Dr. Madsen: So if you're going to put a tourniquet on, I would not recommend doing it. But the only scenario where you would do that would be where you just assume you're going to lose everything below that.

Interviewer: If I'm putting pressure on something like that, is their blood going to be getting out and around it? I mean, am I'm completely stopping the blood from escaping in most cases or not?

Dr. Madsen: With just putting pressure, or with a tourniquet?

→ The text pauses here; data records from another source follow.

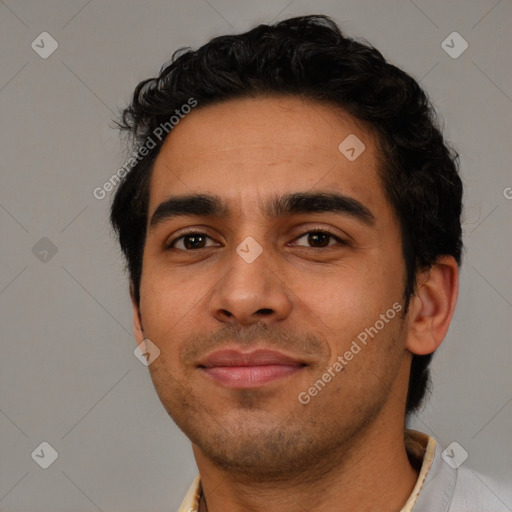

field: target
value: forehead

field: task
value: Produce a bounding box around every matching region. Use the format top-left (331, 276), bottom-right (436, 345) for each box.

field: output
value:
top-left (149, 97), bottom-right (385, 215)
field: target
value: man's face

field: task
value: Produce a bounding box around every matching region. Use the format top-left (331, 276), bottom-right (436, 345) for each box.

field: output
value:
top-left (136, 97), bottom-right (410, 476)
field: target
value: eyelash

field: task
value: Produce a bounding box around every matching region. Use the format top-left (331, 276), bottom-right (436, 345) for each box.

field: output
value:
top-left (165, 229), bottom-right (349, 252)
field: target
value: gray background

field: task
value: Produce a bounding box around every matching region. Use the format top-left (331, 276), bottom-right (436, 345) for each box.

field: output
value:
top-left (0, 0), bottom-right (512, 512)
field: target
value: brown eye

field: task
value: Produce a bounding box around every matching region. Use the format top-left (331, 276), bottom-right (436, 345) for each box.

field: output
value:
top-left (296, 231), bottom-right (346, 249)
top-left (168, 233), bottom-right (215, 251)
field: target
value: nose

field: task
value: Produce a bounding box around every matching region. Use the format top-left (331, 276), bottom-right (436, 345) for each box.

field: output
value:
top-left (209, 238), bottom-right (292, 325)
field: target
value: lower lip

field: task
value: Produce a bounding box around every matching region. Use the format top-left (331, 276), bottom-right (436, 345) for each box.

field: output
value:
top-left (202, 364), bottom-right (303, 389)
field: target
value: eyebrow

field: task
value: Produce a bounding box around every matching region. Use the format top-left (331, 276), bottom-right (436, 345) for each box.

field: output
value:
top-left (149, 192), bottom-right (375, 229)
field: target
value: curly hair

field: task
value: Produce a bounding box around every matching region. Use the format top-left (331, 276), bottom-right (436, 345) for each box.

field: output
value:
top-left (110, 15), bottom-right (463, 415)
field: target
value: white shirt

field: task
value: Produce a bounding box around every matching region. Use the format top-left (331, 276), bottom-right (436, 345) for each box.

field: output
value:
top-left (178, 430), bottom-right (512, 512)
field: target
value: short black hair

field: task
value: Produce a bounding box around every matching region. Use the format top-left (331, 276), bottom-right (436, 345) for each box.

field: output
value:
top-left (110, 15), bottom-right (463, 415)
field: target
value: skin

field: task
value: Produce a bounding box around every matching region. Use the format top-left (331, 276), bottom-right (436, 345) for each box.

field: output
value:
top-left (132, 97), bottom-right (458, 512)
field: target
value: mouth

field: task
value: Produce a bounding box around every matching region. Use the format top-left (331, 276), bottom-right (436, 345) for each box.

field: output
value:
top-left (198, 349), bottom-right (306, 389)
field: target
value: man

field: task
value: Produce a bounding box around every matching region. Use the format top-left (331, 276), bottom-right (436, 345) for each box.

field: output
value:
top-left (111, 16), bottom-right (505, 512)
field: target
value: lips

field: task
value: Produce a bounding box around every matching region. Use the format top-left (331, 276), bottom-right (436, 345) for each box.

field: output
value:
top-left (199, 349), bottom-right (306, 389)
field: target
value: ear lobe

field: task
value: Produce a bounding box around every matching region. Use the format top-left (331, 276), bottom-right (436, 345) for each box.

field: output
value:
top-left (130, 283), bottom-right (145, 346)
top-left (406, 256), bottom-right (459, 355)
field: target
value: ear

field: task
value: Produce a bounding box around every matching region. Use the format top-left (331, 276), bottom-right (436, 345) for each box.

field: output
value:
top-left (405, 256), bottom-right (459, 355)
top-left (130, 282), bottom-right (146, 346)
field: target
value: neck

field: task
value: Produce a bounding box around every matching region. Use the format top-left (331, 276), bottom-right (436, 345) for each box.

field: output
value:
top-left (193, 422), bottom-right (418, 512)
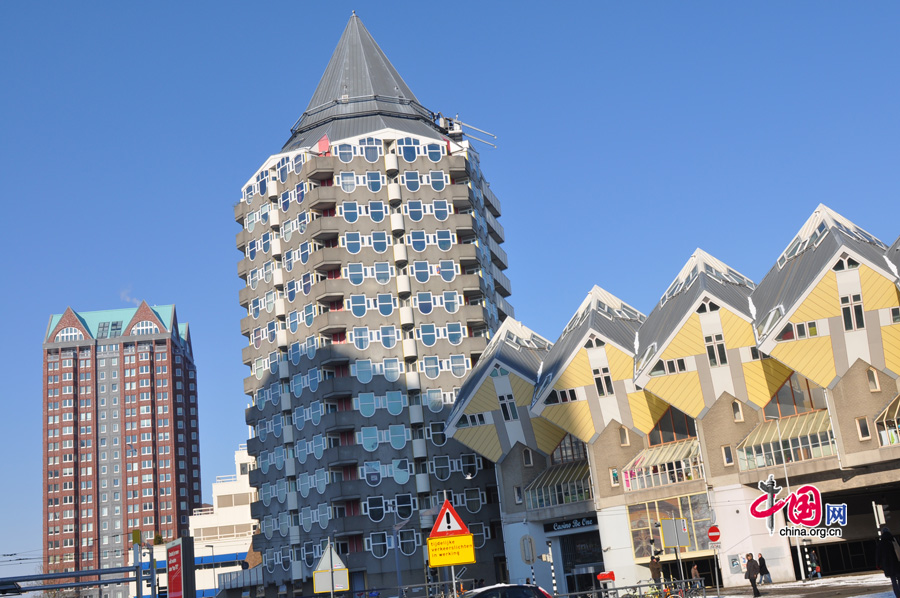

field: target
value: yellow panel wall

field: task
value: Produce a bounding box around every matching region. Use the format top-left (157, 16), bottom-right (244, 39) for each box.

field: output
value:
top-left (772, 338), bottom-right (836, 388)
top-left (881, 324), bottom-right (900, 374)
top-left (463, 376), bottom-right (500, 414)
top-left (605, 344), bottom-right (634, 380)
top-left (541, 401), bottom-right (596, 442)
top-left (742, 359), bottom-right (794, 407)
top-left (719, 307), bottom-right (756, 349)
top-left (646, 372), bottom-right (704, 417)
top-left (453, 426), bottom-right (503, 463)
top-left (859, 264), bottom-right (900, 311)
top-left (628, 390), bottom-right (669, 434)
top-left (509, 373), bottom-right (534, 407)
top-left (660, 313), bottom-right (706, 359)
top-left (553, 348), bottom-right (594, 390)
top-left (785, 266), bottom-right (840, 324)
top-left (531, 417), bottom-right (566, 455)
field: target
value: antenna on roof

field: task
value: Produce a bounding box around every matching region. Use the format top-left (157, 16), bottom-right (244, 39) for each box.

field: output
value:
top-left (438, 114), bottom-right (497, 149)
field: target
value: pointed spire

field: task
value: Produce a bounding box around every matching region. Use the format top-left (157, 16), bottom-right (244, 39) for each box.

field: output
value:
top-left (285, 11), bottom-right (434, 148)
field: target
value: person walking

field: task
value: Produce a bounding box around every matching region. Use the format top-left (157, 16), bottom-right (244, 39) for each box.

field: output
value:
top-left (809, 550), bottom-right (822, 579)
top-left (650, 556), bottom-right (662, 587)
top-left (757, 552), bottom-right (772, 585)
top-left (744, 552), bottom-right (762, 598)
top-left (875, 525), bottom-right (900, 598)
top-left (691, 563), bottom-right (703, 589)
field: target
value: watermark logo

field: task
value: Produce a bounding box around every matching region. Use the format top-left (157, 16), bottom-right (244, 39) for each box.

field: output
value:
top-left (750, 473), bottom-right (847, 538)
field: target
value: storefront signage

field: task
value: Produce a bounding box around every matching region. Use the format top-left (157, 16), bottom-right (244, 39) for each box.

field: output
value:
top-left (750, 473), bottom-right (847, 538)
top-left (544, 517), bottom-right (597, 532)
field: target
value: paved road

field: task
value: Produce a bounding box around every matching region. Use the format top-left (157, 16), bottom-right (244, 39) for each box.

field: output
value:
top-left (706, 573), bottom-right (894, 598)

Interviewer: Yeah. With putting pressure, what's that look like?

Dr. Madsen: So when you're putting pressure on something, you're just holding pressure directly over the wound, and you should have enough other arteries and veins, and everything running through there, you're still going to have blood flow to whatever is beyond that.

Interviewer: So it will bypass, it won't just continue to push past the pressure?

Dr. Madsen: Yeah. Exactly. Yeah, it's not like you just have one artery running down there that's then going to be blocked off, and everything's going to pool above it, or try to push back because so much pressure will build up where you're holding pressure.

Interviewer: It just reroutes.

Dr. Madsen: It will reroute, exactly. It's like a traffic jam where then everything goes on separate streets. Kind of same idea, but again, the key is just hold pressure, and avoid using some kind of tourniquet, or avoid tying something around the arm or leg that's going to cut off all the circulation down below there.